When it comes to CAD prevention, what we eat plays a key role. Rather than attempting popular diet fads such as cutting all carbohydrates or primarily eating protein, Shurmur recommends: 

  • Replacing red meat with higher amounts of lean protein (e.g., fish, poultry) that is not combined or cooked with large amounts of sodium or fat, especially saturated fat 
  • Avoiding processed meats such as sausages, cold cuts and bacon. Uncured processed meats are marginally better options that still should be consumed sparingly 
  • Avoiding foods with refined carbohydrates such as sodas, sweet tea and drinks containing high fructose corn syrup 
  • Making fruits and vegetables the chief sources of carbohydrates 
  • Consuming only breads and pasta made with whole grains 
  • Opting for low fat or fat-free dairy products such as milk, cottage cheese, yogurt and cheese 

Connective tissue diseases such as rheumatoid arthritis, lupus and other inflammatory diseases also can be difficult for the heart because they can cause high blood pressure in the lungs, a concept with which Shurmur said most aren't familiar. High blood pressure in the lungs creates more resistance for the right side of the heart has to push against, which could lead to failure of the right side of the heart. 

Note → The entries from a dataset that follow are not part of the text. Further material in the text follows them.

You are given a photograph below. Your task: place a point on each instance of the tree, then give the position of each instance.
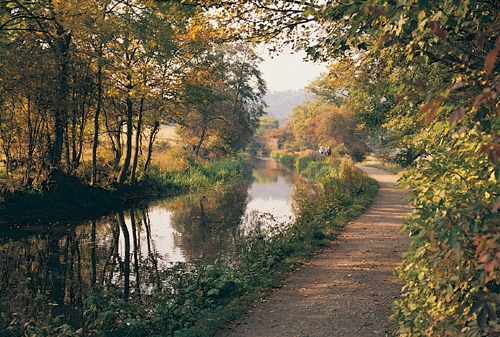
(224, 101)
(443, 98)
(265, 124)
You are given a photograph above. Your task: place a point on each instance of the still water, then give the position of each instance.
(128, 250)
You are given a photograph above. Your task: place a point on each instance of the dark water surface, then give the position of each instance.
(127, 251)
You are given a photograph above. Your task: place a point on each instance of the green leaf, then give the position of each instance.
(423, 4)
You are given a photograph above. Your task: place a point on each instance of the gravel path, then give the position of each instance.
(348, 289)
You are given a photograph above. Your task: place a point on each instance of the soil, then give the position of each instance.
(347, 289)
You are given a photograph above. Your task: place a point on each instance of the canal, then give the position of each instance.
(52, 274)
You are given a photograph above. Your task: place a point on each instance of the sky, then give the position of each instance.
(288, 71)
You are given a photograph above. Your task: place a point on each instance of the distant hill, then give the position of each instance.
(281, 103)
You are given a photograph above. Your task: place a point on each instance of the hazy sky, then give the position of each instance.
(288, 71)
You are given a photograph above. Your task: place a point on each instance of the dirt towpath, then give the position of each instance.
(348, 289)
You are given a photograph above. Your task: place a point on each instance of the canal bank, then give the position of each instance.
(348, 289)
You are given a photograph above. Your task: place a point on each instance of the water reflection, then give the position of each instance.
(49, 275)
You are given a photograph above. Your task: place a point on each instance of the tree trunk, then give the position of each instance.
(137, 142)
(152, 137)
(202, 137)
(128, 154)
(60, 110)
(95, 142)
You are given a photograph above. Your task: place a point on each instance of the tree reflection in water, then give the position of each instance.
(50, 276)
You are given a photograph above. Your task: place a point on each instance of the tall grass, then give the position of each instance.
(190, 174)
(199, 297)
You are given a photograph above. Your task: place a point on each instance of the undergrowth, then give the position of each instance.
(198, 297)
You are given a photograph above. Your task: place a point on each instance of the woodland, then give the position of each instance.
(415, 81)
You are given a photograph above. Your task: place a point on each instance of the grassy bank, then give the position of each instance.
(68, 200)
(197, 298)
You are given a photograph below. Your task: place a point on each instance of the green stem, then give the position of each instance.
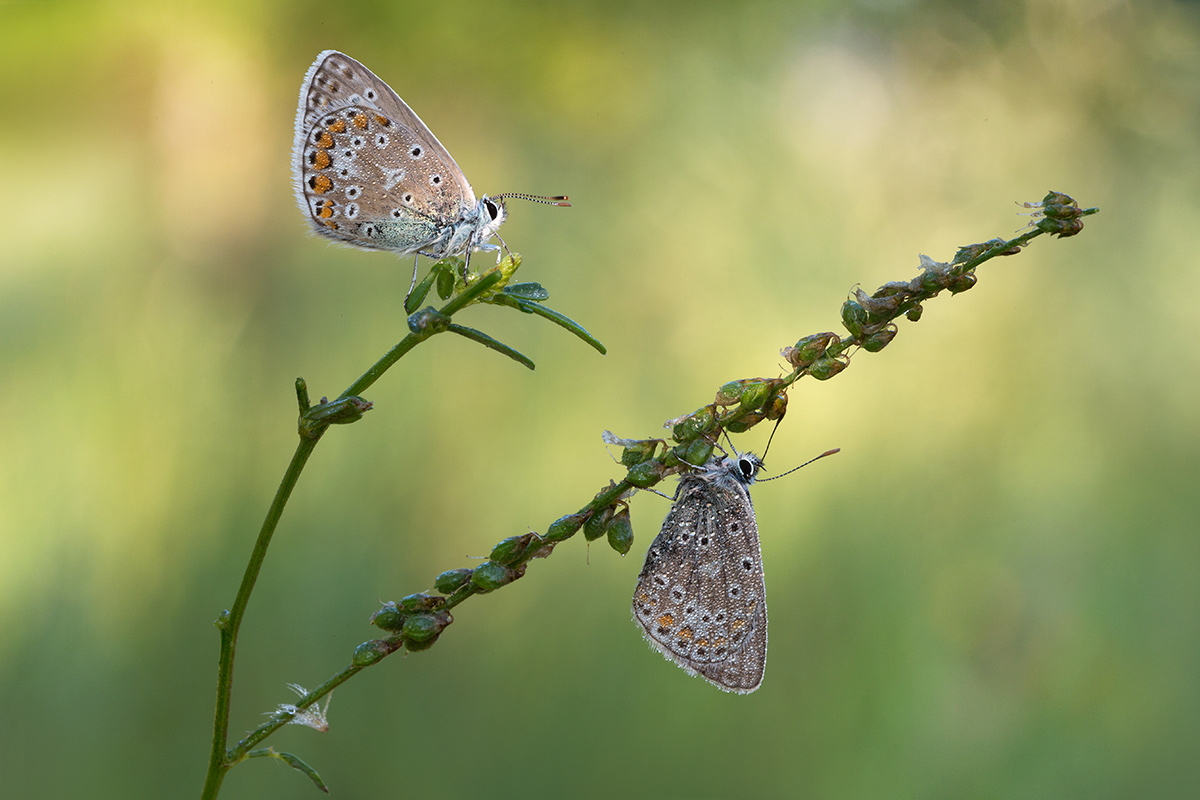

“We used to think it was more of a passive deposition of cholesterol and other things in the arteries [that causes CAD],” Shurmur said, “but it turns out that inflammation is an essential process in the formation of the plaques, and maybe most importantly, in the rupture of those plaques and the causing of the heart attacks themselves.” 

Because of this, Shurmur said patients identified with cholesterol levels high enough for a doctor to prescribe a medication, such as a statin, should by all means take it. 

“Statins are proven to lower heart attack risk by 40-50% and stroke risk by almost as much, so if your health care provider has determined the need for such meds, it is really ill-advised not to take them,” Shurmur emphasized. 

Exercise also can make a difference, not so much because it trains the heart or eliminates blockages, but because it is associated with lower body fat and higher lean body weight, which can actually help metabolism. Shurmur said exercise also smooths out blood pressure, decreases inflammation and tends to lead to healthier eating habits because it causes the body to focus more on what it needs if more is being demanded of it. 

It’s also important to remember that not all heart attacks are fatal; there are many people who recover to healthy productive lives after a heart attack. For instance, physicians can run catheters — which are basically long, flexible plastic-like tubes — up into the body so they can place wires, balloons or stents to open those blocked arteries. And while these procedures will often save a life and improve the patient’s quality of life moving forward, Shurmur said there is a better way to minimize the risk of CHD. 

“The most dramatic impact, even though it seems less dramatic, is to prevent the event in the first place by doing the things we need to do so the event never occurs.”